April bekannt. Die Forderungen Italiens bezüglich der Gebietsabtretungen
waren so unmäßig, daß die, an sich jetzt zu Abtretungen
geneigten Bundesgenossen auf sie nicht mehr eingehen konnten. Neben
Landsturmformationen glaubte
Österreich-Ungarn sieben Divisionen gegen Italien und drei gegen
Rumänien einsetzen zu müssen, die aus der russischen Front
genommen und dort durch deutsche Truppen ersetzt werden sollten. Die Oberste
Heeresleitung schlug dem k. u. k. Armeeoberkommando vor, die
Kräfte nicht vorzeitig und unnötig zu zersplittern, gegen
Rumänien nichts anderes wie Grenzschutz stehen zu lassen und den
Italienern einen Teil des strittigen Gebietes zu überlassen, dafür aber
alle Kräfte zusammenzufassen und einen der Hauptgegner zu erledigen.

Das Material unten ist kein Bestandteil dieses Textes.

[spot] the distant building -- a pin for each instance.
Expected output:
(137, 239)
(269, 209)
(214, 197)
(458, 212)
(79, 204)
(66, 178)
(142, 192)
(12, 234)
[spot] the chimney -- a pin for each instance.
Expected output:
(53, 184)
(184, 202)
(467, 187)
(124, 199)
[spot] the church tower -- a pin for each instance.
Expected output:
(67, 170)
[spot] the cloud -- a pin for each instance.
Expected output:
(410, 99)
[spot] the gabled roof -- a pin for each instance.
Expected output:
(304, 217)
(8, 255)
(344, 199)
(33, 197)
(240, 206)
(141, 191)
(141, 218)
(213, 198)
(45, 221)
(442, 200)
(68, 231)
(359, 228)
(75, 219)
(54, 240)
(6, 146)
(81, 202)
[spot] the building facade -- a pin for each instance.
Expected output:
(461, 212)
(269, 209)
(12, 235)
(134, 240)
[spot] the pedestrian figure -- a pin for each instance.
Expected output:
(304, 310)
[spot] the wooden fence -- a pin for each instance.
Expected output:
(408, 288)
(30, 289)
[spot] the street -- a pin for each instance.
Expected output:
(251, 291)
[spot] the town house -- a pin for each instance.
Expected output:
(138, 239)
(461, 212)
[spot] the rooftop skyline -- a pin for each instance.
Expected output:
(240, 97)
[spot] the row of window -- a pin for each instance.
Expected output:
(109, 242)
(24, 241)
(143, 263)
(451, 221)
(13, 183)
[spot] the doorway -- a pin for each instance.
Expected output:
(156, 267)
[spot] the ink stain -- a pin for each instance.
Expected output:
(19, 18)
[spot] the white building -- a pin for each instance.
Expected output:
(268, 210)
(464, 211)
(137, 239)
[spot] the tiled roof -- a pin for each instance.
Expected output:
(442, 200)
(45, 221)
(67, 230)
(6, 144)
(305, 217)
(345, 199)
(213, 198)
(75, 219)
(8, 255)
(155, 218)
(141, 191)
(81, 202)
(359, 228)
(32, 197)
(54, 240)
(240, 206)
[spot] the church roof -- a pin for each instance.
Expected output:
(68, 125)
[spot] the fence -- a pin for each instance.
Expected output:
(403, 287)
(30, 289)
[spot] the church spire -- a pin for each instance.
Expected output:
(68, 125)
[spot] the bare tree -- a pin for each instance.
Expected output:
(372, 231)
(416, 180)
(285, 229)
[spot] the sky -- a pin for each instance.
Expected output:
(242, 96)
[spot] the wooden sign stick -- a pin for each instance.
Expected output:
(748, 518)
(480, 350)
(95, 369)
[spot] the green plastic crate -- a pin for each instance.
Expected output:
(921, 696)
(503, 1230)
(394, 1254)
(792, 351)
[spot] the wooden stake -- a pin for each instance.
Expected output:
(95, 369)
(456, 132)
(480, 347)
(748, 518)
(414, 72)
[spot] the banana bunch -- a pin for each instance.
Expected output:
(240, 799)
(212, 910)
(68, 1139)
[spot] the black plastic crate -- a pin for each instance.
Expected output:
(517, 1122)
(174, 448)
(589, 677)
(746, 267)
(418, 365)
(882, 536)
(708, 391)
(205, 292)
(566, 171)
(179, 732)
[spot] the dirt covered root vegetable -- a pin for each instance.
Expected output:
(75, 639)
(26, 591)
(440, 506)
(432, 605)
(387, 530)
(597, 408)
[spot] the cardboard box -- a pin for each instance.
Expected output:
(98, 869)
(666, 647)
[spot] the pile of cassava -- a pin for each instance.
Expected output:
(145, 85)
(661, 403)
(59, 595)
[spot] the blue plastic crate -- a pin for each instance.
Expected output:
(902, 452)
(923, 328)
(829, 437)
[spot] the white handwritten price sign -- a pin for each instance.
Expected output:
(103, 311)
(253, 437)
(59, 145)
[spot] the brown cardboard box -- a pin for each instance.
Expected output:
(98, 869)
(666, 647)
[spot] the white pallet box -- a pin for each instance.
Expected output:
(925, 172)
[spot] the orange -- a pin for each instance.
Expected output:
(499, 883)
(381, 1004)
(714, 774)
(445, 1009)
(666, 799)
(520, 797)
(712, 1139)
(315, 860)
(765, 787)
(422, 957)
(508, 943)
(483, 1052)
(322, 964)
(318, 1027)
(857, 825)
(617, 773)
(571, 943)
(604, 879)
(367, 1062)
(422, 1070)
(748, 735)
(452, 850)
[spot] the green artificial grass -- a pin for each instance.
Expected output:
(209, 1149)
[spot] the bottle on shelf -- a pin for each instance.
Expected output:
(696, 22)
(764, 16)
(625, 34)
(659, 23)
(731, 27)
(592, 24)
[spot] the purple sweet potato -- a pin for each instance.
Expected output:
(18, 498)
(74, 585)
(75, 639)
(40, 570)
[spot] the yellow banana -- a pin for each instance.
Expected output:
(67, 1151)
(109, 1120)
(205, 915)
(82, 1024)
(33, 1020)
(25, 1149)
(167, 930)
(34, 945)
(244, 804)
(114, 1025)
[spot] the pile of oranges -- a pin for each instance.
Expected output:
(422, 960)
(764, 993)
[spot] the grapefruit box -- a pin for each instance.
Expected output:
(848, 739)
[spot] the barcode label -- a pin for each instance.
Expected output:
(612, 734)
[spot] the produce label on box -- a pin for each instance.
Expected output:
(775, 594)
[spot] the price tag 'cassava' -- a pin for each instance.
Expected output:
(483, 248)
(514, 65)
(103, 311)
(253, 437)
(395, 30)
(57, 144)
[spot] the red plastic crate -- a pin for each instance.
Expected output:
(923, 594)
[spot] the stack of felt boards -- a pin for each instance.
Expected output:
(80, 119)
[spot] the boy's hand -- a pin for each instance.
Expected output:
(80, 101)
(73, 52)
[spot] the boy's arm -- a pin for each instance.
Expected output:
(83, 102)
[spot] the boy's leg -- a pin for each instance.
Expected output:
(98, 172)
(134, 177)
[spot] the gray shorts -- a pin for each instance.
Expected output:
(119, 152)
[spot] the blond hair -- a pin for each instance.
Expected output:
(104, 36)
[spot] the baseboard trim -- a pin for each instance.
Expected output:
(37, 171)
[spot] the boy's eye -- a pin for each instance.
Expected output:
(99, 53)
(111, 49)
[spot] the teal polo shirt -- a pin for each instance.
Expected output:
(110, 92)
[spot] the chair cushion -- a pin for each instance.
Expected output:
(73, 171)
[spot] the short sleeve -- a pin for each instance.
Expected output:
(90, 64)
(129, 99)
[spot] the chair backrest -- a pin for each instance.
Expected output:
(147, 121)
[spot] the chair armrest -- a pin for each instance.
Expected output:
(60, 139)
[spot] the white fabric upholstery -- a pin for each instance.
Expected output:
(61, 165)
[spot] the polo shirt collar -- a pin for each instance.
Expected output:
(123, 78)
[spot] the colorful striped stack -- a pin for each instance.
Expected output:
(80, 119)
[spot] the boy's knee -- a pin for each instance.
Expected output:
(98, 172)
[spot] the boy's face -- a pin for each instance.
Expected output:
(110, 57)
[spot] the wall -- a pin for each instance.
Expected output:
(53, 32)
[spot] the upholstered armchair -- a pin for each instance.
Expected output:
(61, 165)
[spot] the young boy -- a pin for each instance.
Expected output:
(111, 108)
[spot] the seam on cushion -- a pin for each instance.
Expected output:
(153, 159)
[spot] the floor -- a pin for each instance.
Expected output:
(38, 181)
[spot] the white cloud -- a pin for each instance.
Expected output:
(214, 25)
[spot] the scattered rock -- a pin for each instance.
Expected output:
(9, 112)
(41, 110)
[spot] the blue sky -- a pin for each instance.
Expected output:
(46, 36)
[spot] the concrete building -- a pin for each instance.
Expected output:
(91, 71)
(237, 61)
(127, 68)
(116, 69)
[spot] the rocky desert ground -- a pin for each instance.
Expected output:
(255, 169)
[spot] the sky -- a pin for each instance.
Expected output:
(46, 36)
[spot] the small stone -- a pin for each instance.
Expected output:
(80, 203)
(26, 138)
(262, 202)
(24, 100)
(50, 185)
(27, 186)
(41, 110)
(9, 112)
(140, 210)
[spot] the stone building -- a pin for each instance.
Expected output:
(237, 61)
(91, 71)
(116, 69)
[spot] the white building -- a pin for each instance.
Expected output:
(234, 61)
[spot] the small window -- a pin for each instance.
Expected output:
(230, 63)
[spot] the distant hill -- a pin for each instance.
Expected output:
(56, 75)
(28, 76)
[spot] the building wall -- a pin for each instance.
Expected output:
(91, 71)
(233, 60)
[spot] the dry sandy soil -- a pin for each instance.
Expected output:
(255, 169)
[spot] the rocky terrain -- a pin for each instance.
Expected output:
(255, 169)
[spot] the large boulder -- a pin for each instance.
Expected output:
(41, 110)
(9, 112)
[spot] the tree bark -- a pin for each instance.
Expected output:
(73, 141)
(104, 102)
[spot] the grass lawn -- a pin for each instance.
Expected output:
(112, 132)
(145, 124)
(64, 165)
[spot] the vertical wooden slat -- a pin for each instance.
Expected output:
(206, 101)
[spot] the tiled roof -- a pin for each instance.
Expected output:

Das k. u. k. Armeeoberkommando griff diesen Vorschlag auf und
schlug seinerseits der Obersten Heeresleitung vor, alle Neuformationen dem
Osten zuzuführen und den Entscheidungsschlag gegen die Russen zu
führen. Nur ein Sieg über Rußland könne Italien noch
vom Eingreifen abhalten.
Im Westen waren die Kämpfe bei der Armeeabteilung Strantz um diese Zeit
noch nicht abgeschlossen; die Oberste Heeresleitung glaubte es daher nicht
verantworten zu können, die neuen Kampfeinheiten für den Osten
abzugeben. Da aber das k. u. k. Armeeoberkommando an seinem
Plan festhielt, den Italienern am Isonzo und in Tirol Halt zu gebieten, und letztere
aller Wahrscheinlichkeit nach im Mai losschlagen zu wollen schienen, entschied
sich die Oberste Heeresleitung am 13. April 1915 für den Abtransport eines
Teiles der westlichen Heeresreserve nach dem Osten zu einem
großangelegten Durchbruch südlich der oberen Weichsel und damit
zur Entscheidungsschlacht gegen die Russen.